This weekend, Activision organized a Call of Duty tournament, and the best competitive player was glaringly missing from the roster. Doug “Censor” Martin said in a now-deleted tweet that the publisher had prevented him from participating in Fortune’s Keep because he had “harassed [Nadia Amine].” The verdict is most likely in reference to a recent incident in which Martin broadcast a phony marriage proposal to her.

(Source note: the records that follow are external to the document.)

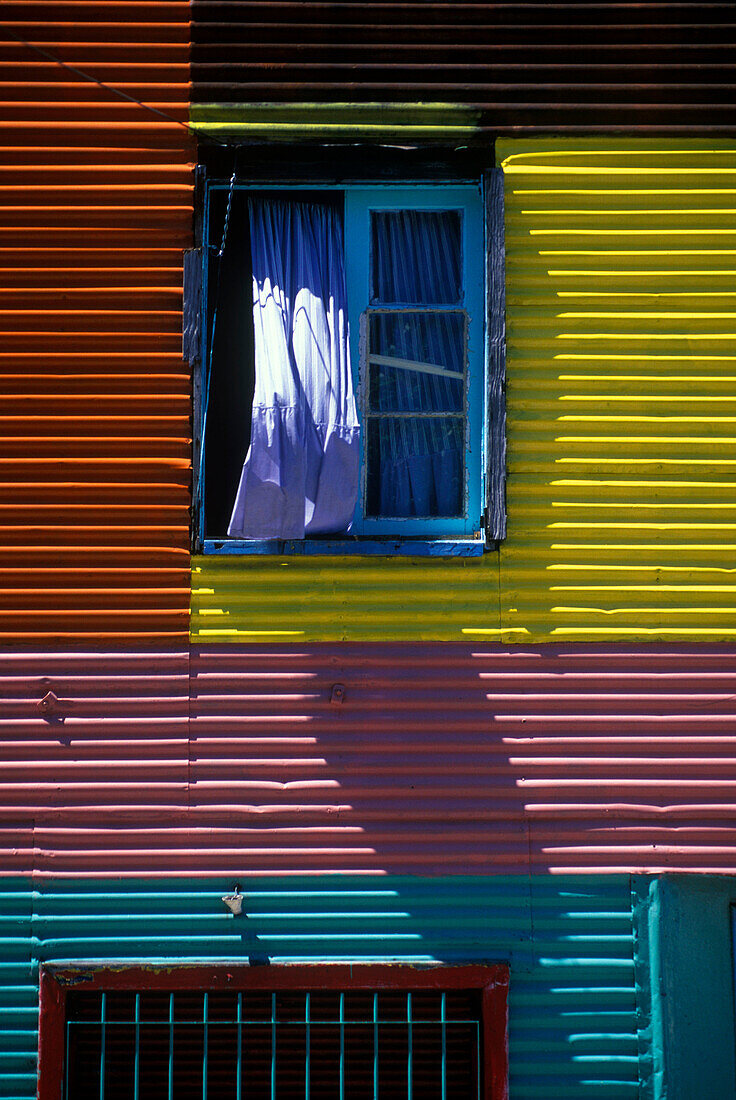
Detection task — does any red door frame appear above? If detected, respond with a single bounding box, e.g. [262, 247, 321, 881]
[36, 963, 508, 1100]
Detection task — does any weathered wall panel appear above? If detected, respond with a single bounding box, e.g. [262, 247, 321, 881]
[0, 875, 39, 1100]
[0, 644, 736, 877]
[497, 140, 736, 641]
[191, 144, 736, 642]
[0, 875, 638, 1100]
[0, 0, 194, 645]
[193, 0, 736, 134]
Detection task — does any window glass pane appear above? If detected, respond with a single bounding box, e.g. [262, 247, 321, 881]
[366, 416, 464, 517]
[369, 312, 465, 413]
[371, 210, 462, 306]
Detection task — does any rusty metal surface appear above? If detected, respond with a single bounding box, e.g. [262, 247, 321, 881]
[0, 644, 736, 876]
[193, 0, 736, 133]
[0, 0, 194, 645]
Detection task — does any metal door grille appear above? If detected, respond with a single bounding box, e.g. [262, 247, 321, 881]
[65, 990, 482, 1100]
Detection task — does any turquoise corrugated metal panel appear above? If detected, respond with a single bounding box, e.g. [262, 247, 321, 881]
[10, 875, 639, 1100]
[0, 876, 39, 1100]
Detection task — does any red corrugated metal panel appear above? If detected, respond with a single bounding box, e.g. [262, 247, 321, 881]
[0, 642, 736, 875]
[0, 0, 194, 645]
[193, 0, 736, 133]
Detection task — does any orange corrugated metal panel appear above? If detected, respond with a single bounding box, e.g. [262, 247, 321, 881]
[0, 642, 736, 876]
[0, 0, 194, 645]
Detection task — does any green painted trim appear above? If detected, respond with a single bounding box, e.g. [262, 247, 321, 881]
[633, 875, 736, 1100]
[189, 103, 481, 142]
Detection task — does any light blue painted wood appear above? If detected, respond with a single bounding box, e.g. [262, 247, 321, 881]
[345, 183, 485, 539]
[0, 876, 639, 1100]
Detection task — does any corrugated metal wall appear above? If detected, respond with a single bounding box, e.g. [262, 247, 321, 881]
[191, 138, 736, 642]
[496, 143, 736, 641]
[0, 645, 736, 877]
[193, 0, 736, 133]
[0, 876, 646, 1100]
[0, 0, 194, 645]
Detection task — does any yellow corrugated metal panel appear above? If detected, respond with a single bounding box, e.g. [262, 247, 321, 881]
[191, 554, 502, 642]
[193, 138, 736, 641]
[497, 139, 736, 641]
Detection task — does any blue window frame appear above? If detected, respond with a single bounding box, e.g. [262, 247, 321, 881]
[195, 180, 488, 556]
[345, 185, 485, 540]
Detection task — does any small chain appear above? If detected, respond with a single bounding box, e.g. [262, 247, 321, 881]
[218, 154, 238, 257]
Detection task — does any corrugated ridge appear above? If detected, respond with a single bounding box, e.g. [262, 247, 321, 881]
[497, 139, 736, 641]
[0, 880, 39, 1100]
[193, 0, 736, 133]
[0, 0, 193, 645]
[0, 645, 736, 878]
[5, 875, 638, 1100]
[191, 144, 736, 644]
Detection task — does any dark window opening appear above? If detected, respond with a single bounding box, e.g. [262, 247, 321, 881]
[65, 990, 482, 1100]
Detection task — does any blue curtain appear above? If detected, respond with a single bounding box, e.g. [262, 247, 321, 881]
[367, 210, 465, 516]
[228, 199, 360, 539]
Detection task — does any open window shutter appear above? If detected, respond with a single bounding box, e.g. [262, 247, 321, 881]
[485, 168, 506, 542]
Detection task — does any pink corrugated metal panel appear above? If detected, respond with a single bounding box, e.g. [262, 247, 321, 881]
[0, 0, 194, 646]
[0, 644, 736, 876]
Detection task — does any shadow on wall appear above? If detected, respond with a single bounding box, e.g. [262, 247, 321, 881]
[0, 875, 639, 1100]
[0, 644, 736, 878]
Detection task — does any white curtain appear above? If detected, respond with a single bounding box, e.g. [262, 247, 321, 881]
[228, 199, 360, 539]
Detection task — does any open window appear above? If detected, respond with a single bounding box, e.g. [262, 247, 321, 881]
[185, 163, 505, 554]
[39, 965, 508, 1100]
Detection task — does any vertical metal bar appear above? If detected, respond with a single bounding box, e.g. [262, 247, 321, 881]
[133, 993, 141, 1100]
[64, 1020, 72, 1100]
[406, 993, 414, 1100]
[340, 993, 345, 1100]
[271, 993, 276, 1100]
[304, 993, 311, 1100]
[440, 993, 448, 1100]
[202, 993, 209, 1100]
[168, 993, 174, 1100]
[100, 993, 108, 1100]
[235, 993, 243, 1100]
[373, 993, 378, 1100]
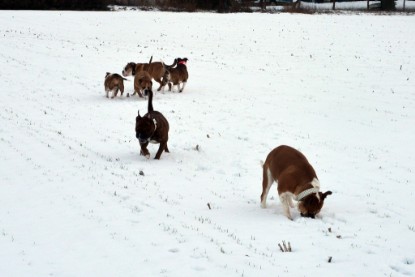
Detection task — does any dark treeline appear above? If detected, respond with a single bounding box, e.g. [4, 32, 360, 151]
[0, 0, 111, 10]
[0, 0, 243, 12]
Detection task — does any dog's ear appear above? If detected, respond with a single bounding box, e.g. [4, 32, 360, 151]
[322, 190, 332, 200]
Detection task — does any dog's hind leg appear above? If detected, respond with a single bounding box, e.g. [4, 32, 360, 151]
[140, 142, 150, 159]
[261, 164, 274, 208]
[154, 78, 163, 91]
[154, 142, 167, 160]
[120, 83, 124, 96]
[179, 82, 186, 92]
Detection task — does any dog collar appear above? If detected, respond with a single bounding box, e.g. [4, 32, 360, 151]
[294, 188, 320, 201]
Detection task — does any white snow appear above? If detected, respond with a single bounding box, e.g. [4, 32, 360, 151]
[0, 11, 415, 276]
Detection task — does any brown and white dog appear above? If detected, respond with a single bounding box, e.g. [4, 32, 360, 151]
[122, 57, 176, 91]
[104, 72, 127, 98]
[162, 58, 189, 92]
[135, 90, 169, 160]
[261, 145, 332, 219]
[133, 71, 153, 97]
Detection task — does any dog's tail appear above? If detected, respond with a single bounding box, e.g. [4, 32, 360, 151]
[144, 90, 154, 112]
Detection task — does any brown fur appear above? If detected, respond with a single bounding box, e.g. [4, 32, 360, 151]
[122, 57, 176, 91]
[135, 90, 169, 157]
[261, 145, 332, 218]
[133, 71, 153, 97]
[162, 58, 189, 92]
[104, 72, 127, 98]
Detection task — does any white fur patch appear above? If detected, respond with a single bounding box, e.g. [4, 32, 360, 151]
[311, 178, 320, 188]
[311, 178, 320, 199]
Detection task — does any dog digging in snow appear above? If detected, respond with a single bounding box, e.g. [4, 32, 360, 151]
[261, 145, 332, 220]
[122, 56, 174, 91]
[104, 72, 127, 98]
[162, 58, 189, 92]
[135, 87, 169, 160]
[132, 71, 153, 97]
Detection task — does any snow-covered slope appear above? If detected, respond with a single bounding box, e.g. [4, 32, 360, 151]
[0, 11, 415, 276]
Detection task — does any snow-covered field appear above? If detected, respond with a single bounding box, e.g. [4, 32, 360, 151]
[0, 11, 415, 276]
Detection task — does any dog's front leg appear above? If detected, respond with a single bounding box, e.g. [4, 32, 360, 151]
[140, 142, 150, 159]
[154, 141, 167, 160]
[280, 193, 293, 220]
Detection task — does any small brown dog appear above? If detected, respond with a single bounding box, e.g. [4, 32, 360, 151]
[261, 145, 332, 219]
[133, 71, 153, 97]
[122, 56, 176, 91]
[162, 58, 189, 92]
[135, 90, 169, 160]
[104, 72, 127, 98]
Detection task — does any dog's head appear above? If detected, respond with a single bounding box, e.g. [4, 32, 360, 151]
[122, 62, 137, 77]
[135, 109, 157, 144]
[298, 191, 332, 218]
[138, 78, 153, 91]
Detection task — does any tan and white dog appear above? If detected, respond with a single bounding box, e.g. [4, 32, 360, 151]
[162, 58, 189, 92]
[104, 72, 127, 98]
[133, 71, 153, 97]
[261, 145, 332, 220]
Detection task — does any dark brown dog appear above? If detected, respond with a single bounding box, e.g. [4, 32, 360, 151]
[162, 58, 189, 92]
[133, 71, 153, 97]
[261, 145, 332, 219]
[135, 90, 169, 160]
[104, 72, 127, 98]
[122, 57, 176, 91]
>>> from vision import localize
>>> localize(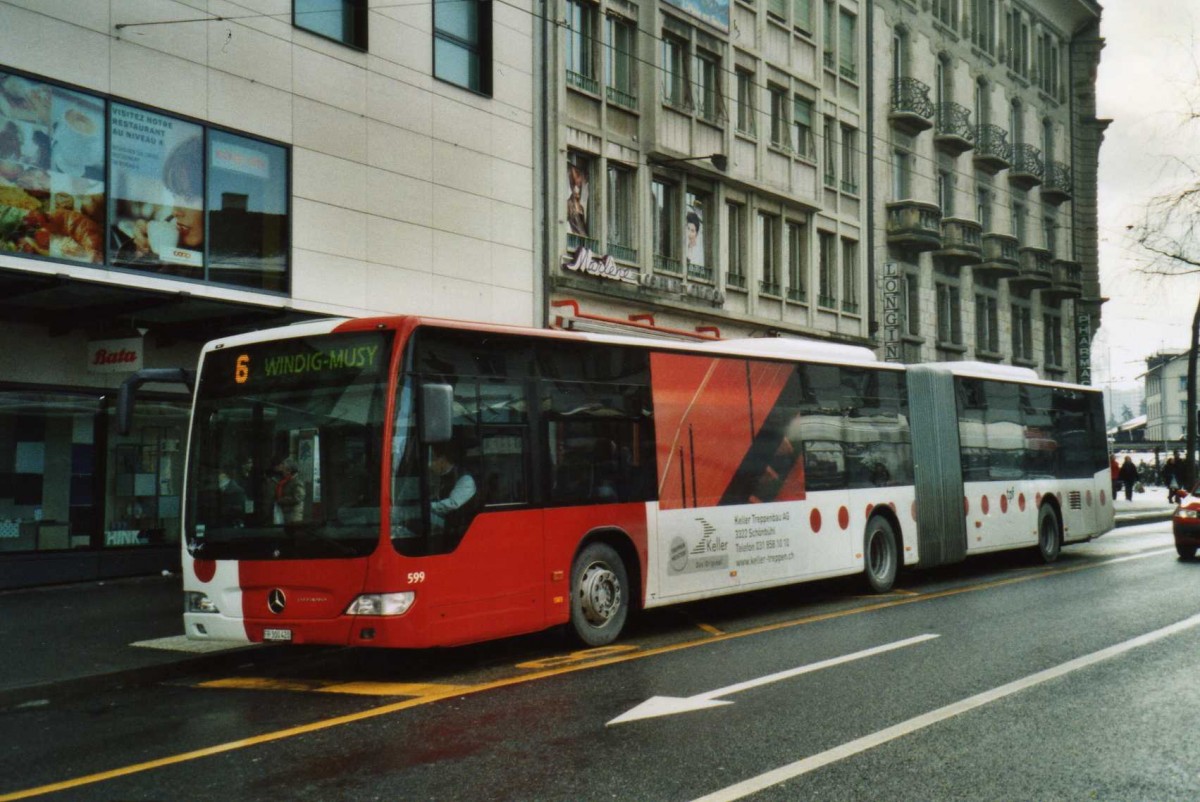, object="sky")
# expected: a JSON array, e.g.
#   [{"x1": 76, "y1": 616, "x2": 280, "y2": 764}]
[{"x1": 1092, "y1": 0, "x2": 1200, "y2": 389}]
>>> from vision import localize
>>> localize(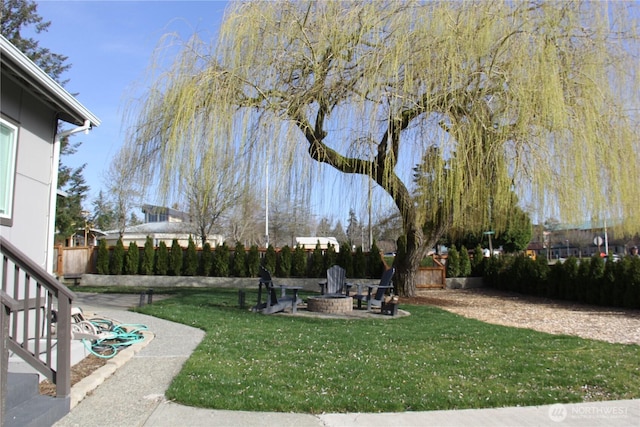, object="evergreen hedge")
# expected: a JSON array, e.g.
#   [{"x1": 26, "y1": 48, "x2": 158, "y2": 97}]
[
  {"x1": 367, "y1": 240, "x2": 384, "y2": 279},
  {"x1": 447, "y1": 245, "x2": 460, "y2": 277},
  {"x1": 352, "y1": 246, "x2": 367, "y2": 277},
  {"x1": 96, "y1": 239, "x2": 109, "y2": 274},
  {"x1": 198, "y1": 242, "x2": 213, "y2": 277},
  {"x1": 336, "y1": 242, "x2": 355, "y2": 277},
  {"x1": 232, "y1": 242, "x2": 247, "y2": 277},
  {"x1": 124, "y1": 242, "x2": 140, "y2": 274},
  {"x1": 140, "y1": 236, "x2": 156, "y2": 276},
  {"x1": 169, "y1": 239, "x2": 184, "y2": 276},
  {"x1": 459, "y1": 245, "x2": 471, "y2": 277},
  {"x1": 484, "y1": 255, "x2": 640, "y2": 309},
  {"x1": 109, "y1": 238, "x2": 124, "y2": 274},
  {"x1": 155, "y1": 240, "x2": 169, "y2": 276},
  {"x1": 291, "y1": 245, "x2": 307, "y2": 277},
  {"x1": 211, "y1": 242, "x2": 231, "y2": 277},
  {"x1": 247, "y1": 245, "x2": 260, "y2": 277},
  {"x1": 263, "y1": 245, "x2": 278, "y2": 273},
  {"x1": 324, "y1": 244, "x2": 338, "y2": 271},
  {"x1": 307, "y1": 241, "x2": 327, "y2": 277},
  {"x1": 182, "y1": 236, "x2": 198, "y2": 276},
  {"x1": 276, "y1": 245, "x2": 293, "y2": 277}
]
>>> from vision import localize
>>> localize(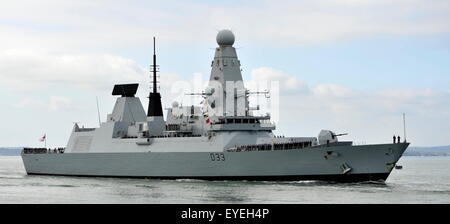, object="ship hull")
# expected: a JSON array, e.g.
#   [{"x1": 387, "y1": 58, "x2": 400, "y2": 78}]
[{"x1": 22, "y1": 143, "x2": 408, "y2": 182}]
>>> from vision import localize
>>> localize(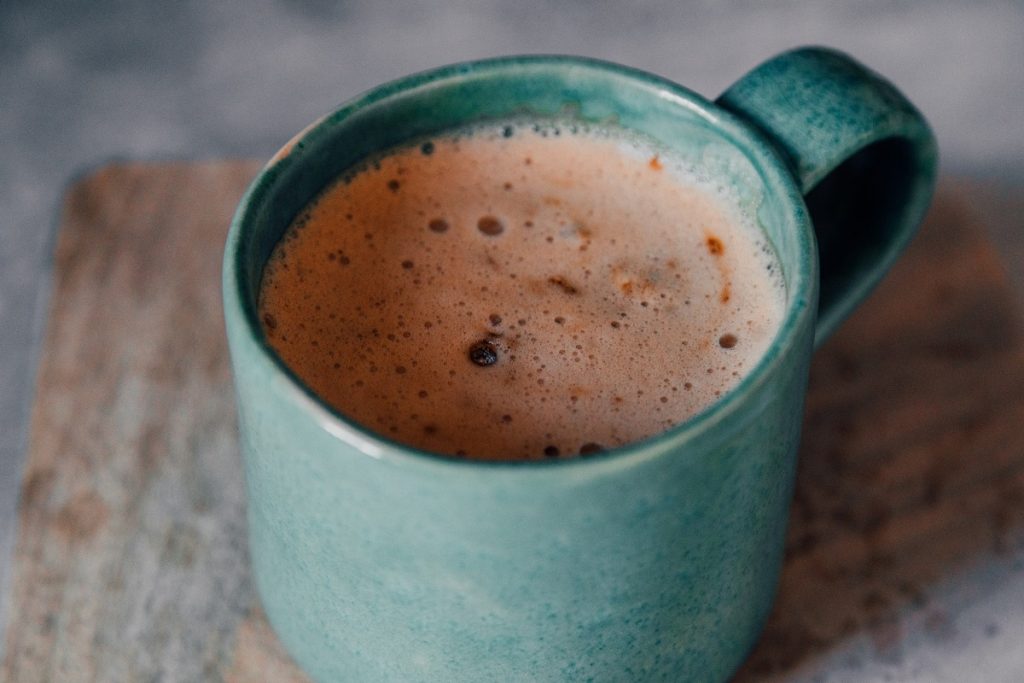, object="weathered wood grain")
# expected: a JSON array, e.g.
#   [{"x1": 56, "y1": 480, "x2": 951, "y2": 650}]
[
  {"x1": 0, "y1": 163, "x2": 1024, "y2": 683},
  {"x1": 2, "y1": 163, "x2": 303, "y2": 683}
]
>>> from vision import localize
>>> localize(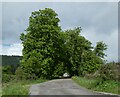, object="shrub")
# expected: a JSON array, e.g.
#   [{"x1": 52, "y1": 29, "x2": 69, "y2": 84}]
[
  {"x1": 93, "y1": 63, "x2": 120, "y2": 81},
  {"x1": 2, "y1": 74, "x2": 15, "y2": 82}
]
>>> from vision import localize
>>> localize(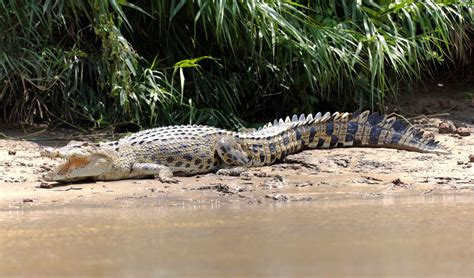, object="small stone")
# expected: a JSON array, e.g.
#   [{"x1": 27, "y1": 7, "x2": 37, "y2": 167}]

Activision is hosting an official competition for Call of Duty League Resurgence: Fortune’s Keep. It’s an open tournament where anybody may sign up to fight against pros for a chance to earn money from a $100,000 prize pool. Activision also recruited big esports celebrities such as Andrew “Biffle” Diaz, Joshua “Mayappo” Uriah, and Jordan “Huskerrs” Thomas to compete on October 15 and 16.
Nadia Amine is one of Twitch’s fastest growing Call of Duty streamers right now, and she’s gotten a lot of attention for all the wrong reasons. The Call of Duty community can’t stop accusing her of cheating in Warzone. When Martin declared that he would reveal cheats in Vanguard, the community put Amine into his sights. It was a stretch since Warzone and Vanguard are two very different games.
Martin answered in the most impolite manner imaginable. Despite mentioning Amine in multiple tweets leading up to the video, he produced a video stating that he wasn’t attempting to expose her. Instead of ending the video there, he filmed a phony marriage proposal to her. The prank was panned by the CoD community, and it seemed that Activision was not thrilled either.
Martin claimed in a now-deleted tweet that he was barred from Fortune’s Keep for “harassing” Amine, who had played in the event. “To be honest, I find it very hysterical,” he wrote. Kotaku reached out to Martin and Activision for clarification, but neither responded by the time this article was published.